Doesn’t everyone cry during yoga? I certainly have and I have seen so many others do so I think most yoga instructors are prepared!

Maybe swimming? Or jazz excercises? Take some time to be with yourself and comfort yourself. Weighted blankets. Massages. Hot showers.

AlertCat · 31/10/2024 19:13

pikkumyy77 · 31/10/2024 17:33

Doesn’t everyone cry during yoga? I certainly have and I have seen so many others do so I think most yoga instructors are prepared!
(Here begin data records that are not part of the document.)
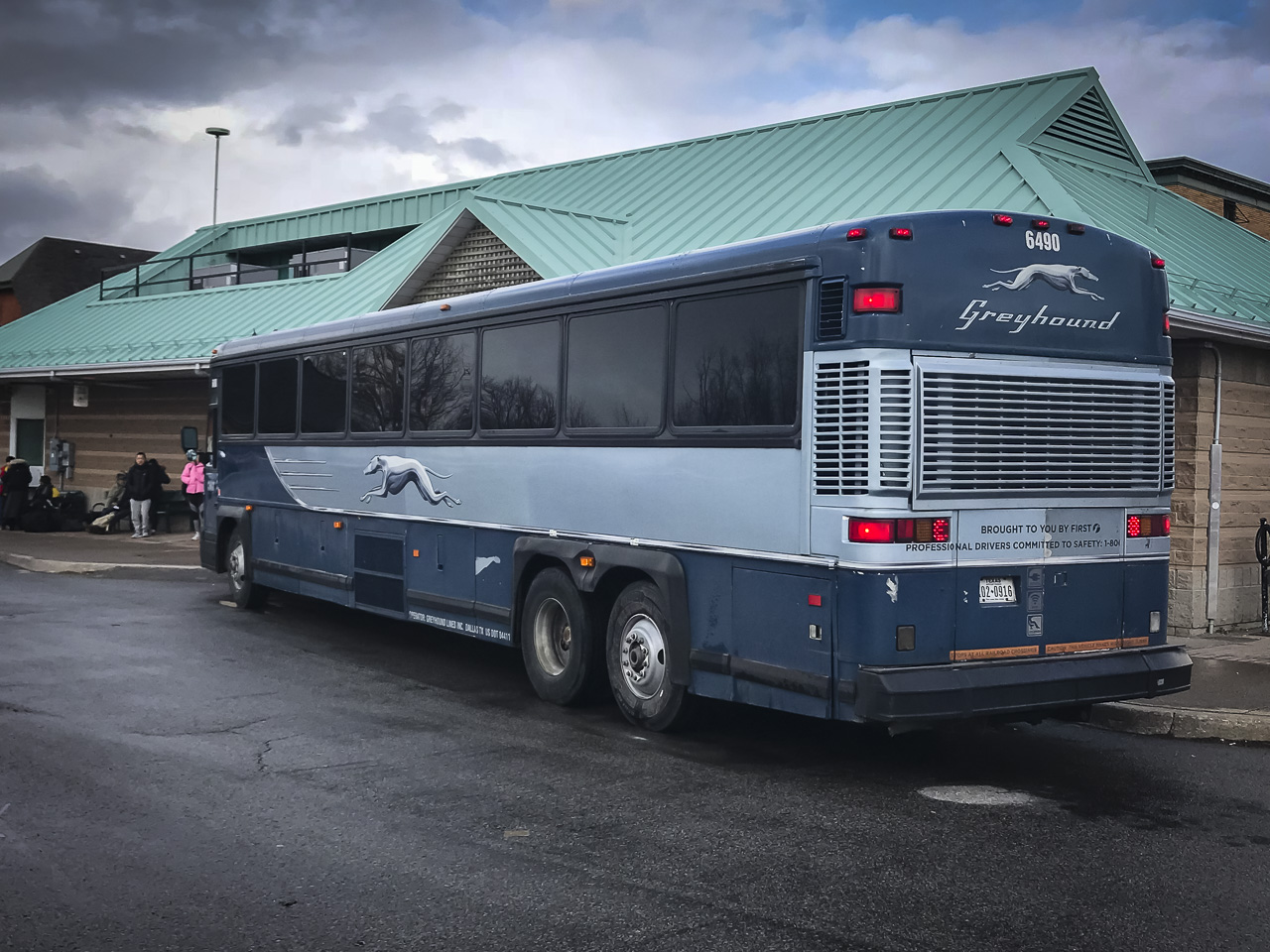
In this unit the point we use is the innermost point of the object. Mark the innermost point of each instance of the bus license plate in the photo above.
(994, 590)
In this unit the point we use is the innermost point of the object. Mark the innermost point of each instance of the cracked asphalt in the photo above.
(176, 774)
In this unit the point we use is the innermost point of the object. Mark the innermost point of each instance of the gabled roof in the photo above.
(1044, 145)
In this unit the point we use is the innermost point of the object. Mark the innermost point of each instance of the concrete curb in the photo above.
(1184, 722)
(56, 566)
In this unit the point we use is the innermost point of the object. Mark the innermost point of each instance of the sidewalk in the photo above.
(1229, 694)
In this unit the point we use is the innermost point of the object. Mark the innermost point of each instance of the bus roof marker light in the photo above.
(875, 299)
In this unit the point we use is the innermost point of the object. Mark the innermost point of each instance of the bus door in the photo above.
(781, 640)
(1021, 595)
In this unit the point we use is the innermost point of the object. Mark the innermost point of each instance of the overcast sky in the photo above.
(103, 103)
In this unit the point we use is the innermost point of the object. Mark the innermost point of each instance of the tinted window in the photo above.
(278, 393)
(238, 400)
(616, 373)
(443, 371)
(324, 393)
(520, 373)
(737, 359)
(379, 389)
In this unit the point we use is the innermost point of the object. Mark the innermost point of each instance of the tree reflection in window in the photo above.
(379, 389)
(441, 382)
(737, 359)
(520, 377)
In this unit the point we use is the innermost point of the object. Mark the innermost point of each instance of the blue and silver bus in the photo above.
(901, 470)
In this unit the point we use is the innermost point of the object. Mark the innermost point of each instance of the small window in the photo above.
(278, 393)
(238, 402)
(443, 373)
(520, 377)
(737, 359)
(616, 371)
(379, 389)
(324, 395)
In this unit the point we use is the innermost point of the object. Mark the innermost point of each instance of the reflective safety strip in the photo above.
(1074, 647)
(984, 653)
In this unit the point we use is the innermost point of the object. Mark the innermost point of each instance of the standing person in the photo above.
(16, 483)
(191, 479)
(144, 484)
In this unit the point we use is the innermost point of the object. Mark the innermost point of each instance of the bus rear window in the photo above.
(737, 359)
(238, 402)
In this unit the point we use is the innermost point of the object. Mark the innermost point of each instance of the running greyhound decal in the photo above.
(1060, 276)
(400, 471)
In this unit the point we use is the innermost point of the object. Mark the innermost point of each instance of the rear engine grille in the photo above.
(985, 434)
(841, 454)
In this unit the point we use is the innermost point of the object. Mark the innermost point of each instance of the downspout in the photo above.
(1214, 489)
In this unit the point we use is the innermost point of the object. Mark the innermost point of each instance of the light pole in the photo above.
(216, 131)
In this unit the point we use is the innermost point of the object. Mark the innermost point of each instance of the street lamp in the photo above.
(216, 131)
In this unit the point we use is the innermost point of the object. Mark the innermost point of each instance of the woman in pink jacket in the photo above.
(191, 479)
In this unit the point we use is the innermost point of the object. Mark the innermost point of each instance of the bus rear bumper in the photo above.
(1024, 687)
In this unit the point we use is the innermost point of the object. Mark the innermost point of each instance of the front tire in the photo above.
(244, 592)
(562, 649)
(638, 653)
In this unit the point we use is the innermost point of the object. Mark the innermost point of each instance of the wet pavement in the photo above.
(177, 774)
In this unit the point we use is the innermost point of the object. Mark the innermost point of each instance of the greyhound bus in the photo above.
(902, 470)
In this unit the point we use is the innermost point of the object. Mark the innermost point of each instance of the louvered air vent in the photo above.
(832, 326)
(1088, 126)
(988, 434)
(841, 454)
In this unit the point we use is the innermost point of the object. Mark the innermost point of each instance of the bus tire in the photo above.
(638, 673)
(559, 642)
(244, 592)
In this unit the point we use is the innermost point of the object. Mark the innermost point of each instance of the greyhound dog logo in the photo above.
(400, 471)
(1060, 276)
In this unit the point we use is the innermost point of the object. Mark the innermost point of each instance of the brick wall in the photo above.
(1245, 436)
(1255, 220)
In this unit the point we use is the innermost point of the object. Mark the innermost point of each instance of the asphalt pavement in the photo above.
(1228, 699)
(178, 774)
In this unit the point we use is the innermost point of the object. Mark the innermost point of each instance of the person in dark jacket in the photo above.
(144, 485)
(16, 481)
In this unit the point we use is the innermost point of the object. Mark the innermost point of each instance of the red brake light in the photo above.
(875, 299)
(870, 530)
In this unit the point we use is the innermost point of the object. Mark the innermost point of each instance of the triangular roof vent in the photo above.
(1089, 131)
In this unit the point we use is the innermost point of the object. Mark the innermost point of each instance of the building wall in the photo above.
(1255, 220)
(122, 419)
(1245, 438)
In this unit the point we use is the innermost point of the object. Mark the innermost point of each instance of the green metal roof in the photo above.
(1049, 145)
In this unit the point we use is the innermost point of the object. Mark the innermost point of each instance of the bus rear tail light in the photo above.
(875, 299)
(1147, 526)
(928, 530)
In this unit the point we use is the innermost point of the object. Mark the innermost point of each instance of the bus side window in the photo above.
(278, 393)
(616, 370)
(379, 389)
(737, 359)
(238, 402)
(443, 372)
(520, 377)
(324, 393)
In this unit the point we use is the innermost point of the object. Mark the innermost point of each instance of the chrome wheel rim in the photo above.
(238, 566)
(643, 656)
(553, 638)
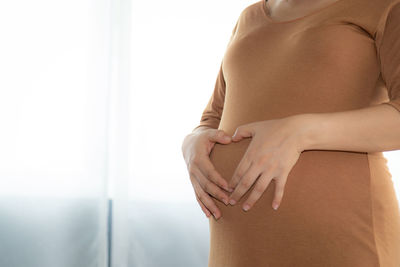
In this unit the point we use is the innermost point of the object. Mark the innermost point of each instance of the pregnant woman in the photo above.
(288, 153)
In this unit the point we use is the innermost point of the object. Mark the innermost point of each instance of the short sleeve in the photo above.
(388, 48)
(212, 113)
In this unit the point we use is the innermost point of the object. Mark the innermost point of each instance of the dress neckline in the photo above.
(318, 10)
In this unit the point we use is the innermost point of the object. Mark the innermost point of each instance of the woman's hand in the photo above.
(205, 178)
(274, 149)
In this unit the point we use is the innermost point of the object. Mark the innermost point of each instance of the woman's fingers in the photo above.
(205, 198)
(219, 136)
(259, 188)
(204, 208)
(245, 183)
(208, 186)
(209, 171)
(279, 190)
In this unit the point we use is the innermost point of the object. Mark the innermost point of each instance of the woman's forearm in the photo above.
(371, 129)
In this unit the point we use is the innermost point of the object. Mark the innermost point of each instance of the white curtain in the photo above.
(54, 114)
(96, 97)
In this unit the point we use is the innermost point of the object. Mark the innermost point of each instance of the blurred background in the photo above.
(96, 97)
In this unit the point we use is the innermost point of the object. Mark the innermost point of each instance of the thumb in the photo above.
(219, 136)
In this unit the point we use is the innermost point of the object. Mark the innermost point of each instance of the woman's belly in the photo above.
(325, 210)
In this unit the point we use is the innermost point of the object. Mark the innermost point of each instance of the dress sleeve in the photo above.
(211, 115)
(388, 48)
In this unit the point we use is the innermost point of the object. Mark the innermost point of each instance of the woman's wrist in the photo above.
(306, 128)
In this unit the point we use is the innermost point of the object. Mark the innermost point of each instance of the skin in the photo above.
(277, 144)
(205, 179)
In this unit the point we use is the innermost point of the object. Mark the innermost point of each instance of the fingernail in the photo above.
(246, 207)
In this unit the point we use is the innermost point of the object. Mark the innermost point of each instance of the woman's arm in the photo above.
(371, 129)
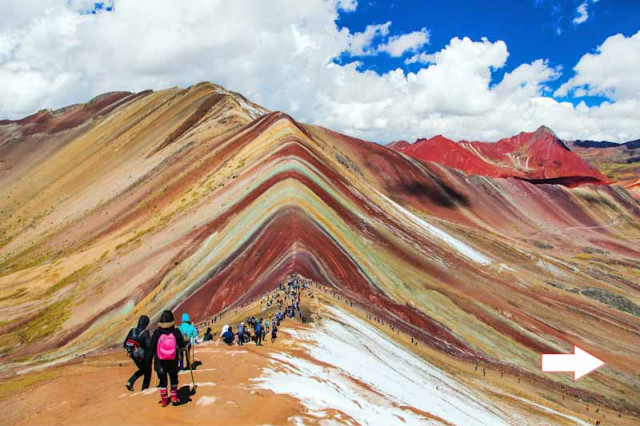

Maybe swimming? Or jazz excercises? Take some time to be with yourself and comfort yourself. Weighted blankets. Massages. Hot showers.

Yea, yoga teachers are prepared for people to cry, but they won’t be prepared for someone to have a release of trauma (if that happens- and it could, especially in yin yoga which the OP mentioned). A good yoga therapist will be able to allow that release to happen with more control and a softer landing, and/or suggest tools to manage challenging feelings and be with difficult emotions. None of that is within a yoga teacher’s scope of practice, however well meaning they might be.

Ruralretreating · 01/11/2024 08:00

Just wanted to say I admire your strength @Spikyseason . The posts from @Thewookiemustgo and @Onlyonekenobe say everything I’d try to say so won’t repeat other than that you sound amazing, and you deserve so much better than the way you’ve been treated.